Is Snacking THAT Bad?

Snacking is the easiest of the four rules to break, and the worst possible thing you can do to yourself. Weight loss surgery patients who snack gain weight. Snackers risk severe swings in blood sugar levels and glucose overdose. Snackers are not moving forward to the healthy life that surgery makes possible. Snackers will be self-loathing because they know they are causing harm to their body and defeating the bariatric system.

After surgery there is no physiological reason for snacking. When a patient eats three protein-rich meals a day the body’s fuel requirements are met and satiation results. Hunger does not occur if water is sipped throughout the day. If a patient is taking vitamins regularly she will not be nutritionally wanting. Given that, patients who take to snacking are doing so out of habit; a habit that contributed to obesity.

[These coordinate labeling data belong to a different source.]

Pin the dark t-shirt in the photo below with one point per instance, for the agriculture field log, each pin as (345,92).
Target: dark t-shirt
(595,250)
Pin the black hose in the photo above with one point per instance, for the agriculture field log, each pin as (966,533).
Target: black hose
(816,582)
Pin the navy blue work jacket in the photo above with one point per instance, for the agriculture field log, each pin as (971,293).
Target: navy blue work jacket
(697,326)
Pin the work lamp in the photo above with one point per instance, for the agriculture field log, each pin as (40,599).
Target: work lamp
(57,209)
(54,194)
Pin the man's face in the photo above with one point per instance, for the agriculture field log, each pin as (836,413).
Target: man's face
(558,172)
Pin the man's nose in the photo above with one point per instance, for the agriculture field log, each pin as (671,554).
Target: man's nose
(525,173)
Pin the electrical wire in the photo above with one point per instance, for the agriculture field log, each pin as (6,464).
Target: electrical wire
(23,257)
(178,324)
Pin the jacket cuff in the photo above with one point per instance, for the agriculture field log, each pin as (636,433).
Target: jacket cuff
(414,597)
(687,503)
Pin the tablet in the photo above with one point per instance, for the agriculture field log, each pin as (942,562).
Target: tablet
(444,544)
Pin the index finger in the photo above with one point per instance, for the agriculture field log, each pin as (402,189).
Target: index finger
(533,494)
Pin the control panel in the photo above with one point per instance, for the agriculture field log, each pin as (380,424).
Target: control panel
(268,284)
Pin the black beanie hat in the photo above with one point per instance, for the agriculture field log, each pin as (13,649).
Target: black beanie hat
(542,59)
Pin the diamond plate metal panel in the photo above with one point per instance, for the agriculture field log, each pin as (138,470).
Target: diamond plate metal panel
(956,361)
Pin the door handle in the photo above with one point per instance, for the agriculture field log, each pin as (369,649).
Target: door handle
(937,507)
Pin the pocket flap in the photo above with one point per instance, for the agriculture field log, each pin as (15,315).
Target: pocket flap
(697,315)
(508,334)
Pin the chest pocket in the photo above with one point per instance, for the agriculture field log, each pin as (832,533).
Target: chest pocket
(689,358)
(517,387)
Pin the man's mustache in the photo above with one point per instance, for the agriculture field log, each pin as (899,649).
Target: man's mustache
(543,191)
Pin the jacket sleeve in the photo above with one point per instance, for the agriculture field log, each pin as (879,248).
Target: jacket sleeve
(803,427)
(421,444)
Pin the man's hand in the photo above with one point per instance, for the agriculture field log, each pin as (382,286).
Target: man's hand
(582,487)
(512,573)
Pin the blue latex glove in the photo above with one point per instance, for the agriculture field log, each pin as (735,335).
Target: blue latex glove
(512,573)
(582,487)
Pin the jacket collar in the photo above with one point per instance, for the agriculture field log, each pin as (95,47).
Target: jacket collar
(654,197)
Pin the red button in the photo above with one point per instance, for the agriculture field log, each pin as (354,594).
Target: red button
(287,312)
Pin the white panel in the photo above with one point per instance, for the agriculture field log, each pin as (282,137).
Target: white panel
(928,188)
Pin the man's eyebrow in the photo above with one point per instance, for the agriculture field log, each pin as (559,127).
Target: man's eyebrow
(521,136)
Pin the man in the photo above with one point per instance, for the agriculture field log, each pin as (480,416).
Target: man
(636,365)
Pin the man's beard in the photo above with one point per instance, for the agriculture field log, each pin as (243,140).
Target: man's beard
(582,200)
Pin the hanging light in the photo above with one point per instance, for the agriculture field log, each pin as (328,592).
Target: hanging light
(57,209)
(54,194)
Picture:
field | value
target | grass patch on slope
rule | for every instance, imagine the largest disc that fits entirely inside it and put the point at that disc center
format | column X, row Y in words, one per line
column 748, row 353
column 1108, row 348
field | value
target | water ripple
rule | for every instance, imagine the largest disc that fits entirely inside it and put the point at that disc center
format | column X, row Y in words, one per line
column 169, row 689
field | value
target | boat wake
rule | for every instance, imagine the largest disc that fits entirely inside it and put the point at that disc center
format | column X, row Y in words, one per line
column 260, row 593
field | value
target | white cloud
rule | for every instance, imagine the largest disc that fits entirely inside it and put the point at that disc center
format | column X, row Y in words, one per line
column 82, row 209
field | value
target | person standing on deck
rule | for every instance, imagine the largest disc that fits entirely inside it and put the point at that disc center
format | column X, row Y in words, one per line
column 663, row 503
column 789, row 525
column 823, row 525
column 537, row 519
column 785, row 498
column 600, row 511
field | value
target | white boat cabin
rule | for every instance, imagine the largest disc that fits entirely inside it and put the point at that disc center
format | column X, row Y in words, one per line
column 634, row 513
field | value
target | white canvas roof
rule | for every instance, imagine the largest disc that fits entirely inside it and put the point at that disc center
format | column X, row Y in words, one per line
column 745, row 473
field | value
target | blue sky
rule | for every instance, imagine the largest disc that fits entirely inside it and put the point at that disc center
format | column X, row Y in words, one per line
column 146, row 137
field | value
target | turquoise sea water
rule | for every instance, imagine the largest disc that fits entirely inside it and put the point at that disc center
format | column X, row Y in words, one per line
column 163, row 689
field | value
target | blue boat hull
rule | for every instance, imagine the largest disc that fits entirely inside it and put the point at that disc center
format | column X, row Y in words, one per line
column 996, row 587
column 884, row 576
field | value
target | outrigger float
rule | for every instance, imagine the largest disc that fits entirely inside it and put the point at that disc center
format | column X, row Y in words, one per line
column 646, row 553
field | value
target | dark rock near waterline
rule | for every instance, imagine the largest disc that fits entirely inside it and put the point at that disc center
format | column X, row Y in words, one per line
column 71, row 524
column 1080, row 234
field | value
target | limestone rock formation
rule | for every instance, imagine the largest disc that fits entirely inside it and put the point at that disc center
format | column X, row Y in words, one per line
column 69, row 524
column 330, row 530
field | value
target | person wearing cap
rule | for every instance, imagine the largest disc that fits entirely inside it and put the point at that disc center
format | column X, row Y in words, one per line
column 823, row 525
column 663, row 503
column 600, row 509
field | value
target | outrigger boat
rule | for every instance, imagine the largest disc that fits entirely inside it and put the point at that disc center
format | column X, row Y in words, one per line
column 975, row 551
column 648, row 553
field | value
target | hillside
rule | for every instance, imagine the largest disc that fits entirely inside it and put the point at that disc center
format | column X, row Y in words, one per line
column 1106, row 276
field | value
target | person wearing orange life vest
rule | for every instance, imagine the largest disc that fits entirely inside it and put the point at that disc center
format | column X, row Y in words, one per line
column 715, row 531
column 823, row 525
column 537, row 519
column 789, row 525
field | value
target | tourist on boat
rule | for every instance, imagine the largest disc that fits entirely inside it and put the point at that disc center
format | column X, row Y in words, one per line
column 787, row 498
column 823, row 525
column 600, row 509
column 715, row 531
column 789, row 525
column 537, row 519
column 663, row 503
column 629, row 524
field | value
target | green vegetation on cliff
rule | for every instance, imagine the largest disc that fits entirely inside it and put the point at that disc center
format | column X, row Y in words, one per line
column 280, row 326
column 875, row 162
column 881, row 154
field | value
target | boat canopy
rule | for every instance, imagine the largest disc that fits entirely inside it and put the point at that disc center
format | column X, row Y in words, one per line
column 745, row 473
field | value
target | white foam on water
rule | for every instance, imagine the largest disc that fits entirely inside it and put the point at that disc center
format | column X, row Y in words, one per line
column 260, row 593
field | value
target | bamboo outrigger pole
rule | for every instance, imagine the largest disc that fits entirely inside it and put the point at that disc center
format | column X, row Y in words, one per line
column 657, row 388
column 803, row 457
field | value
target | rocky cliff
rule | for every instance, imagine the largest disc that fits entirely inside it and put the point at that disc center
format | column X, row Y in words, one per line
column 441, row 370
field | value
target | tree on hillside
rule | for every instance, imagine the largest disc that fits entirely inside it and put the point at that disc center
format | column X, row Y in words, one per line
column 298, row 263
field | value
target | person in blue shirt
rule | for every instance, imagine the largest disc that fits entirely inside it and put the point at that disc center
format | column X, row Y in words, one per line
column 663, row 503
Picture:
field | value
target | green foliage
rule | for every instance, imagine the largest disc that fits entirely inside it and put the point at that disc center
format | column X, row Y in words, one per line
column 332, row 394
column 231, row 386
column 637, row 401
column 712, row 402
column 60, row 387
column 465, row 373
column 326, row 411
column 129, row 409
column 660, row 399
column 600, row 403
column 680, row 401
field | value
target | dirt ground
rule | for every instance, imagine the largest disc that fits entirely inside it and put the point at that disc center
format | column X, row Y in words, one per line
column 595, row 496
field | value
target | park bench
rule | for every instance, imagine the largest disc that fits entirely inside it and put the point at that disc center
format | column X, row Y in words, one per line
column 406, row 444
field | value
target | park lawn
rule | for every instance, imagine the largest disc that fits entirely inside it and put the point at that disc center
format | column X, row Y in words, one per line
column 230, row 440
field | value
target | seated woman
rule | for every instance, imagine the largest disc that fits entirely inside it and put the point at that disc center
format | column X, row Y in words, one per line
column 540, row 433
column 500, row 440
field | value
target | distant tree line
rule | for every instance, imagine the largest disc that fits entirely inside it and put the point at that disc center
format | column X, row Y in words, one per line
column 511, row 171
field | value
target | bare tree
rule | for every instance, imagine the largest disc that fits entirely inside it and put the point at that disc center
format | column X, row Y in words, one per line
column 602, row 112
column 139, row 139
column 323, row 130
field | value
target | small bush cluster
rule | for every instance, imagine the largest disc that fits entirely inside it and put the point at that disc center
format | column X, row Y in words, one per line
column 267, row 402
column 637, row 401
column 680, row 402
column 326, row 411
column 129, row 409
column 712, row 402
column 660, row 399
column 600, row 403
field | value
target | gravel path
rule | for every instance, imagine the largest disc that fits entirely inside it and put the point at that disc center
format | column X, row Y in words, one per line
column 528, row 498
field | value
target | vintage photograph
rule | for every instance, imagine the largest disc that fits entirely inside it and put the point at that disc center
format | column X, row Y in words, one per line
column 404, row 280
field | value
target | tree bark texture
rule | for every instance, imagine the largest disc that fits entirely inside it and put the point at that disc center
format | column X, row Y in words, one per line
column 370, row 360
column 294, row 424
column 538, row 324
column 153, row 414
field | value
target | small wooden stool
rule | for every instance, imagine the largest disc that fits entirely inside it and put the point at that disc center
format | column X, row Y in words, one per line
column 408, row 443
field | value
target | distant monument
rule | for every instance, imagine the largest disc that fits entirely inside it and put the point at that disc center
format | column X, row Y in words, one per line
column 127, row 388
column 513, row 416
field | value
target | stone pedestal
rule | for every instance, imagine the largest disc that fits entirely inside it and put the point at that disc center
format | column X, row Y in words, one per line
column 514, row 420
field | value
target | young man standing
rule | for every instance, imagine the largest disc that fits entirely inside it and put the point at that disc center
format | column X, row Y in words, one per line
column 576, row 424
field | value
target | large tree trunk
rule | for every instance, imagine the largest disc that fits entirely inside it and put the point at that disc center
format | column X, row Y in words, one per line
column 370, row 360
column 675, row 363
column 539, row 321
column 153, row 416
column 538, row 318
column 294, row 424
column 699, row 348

Much has been written about the emotional connection to eating – we eat because we are unfulfilled, looking for comfort, loneliness, or suffering stress. We are bored, worried, angry or sad. Something is missing in our life and we are eating to fill the void. I say baloney! Before surgery I ate unchecked because I love food. Sweet, salty, smooth, sticky: I love it all! I ate when I wasn’t hungry because the food was there. That’s why I was fat.

It is true that eating is often connected to the emotions, but not necessarily negative emotions associated with the inability to cope with life. Think wedding – there’s the cake; think funeral – there’s the potluck; think Father’s Day – there’s the barbeque; think Christmas – there’s the feast. The media would have us believe that the obese are people whose only coping skill for life’s daily challenges is a doughnut in each hand. But I know of many overweight people who are highly regarded professionals – lawyers, engineers, teachers, chefs, physicians, and writers – all quite capable of coping with life’s emotional dilemmas. I suggest that very few obese people are as emotionally incompetent as popular wisdom would have us believe. Obese people are overweight because they love food, eat too much, live in a society where food is ever present, have a genetic tendency to store fat and have found it discouraging to incorporate exercise into their lives.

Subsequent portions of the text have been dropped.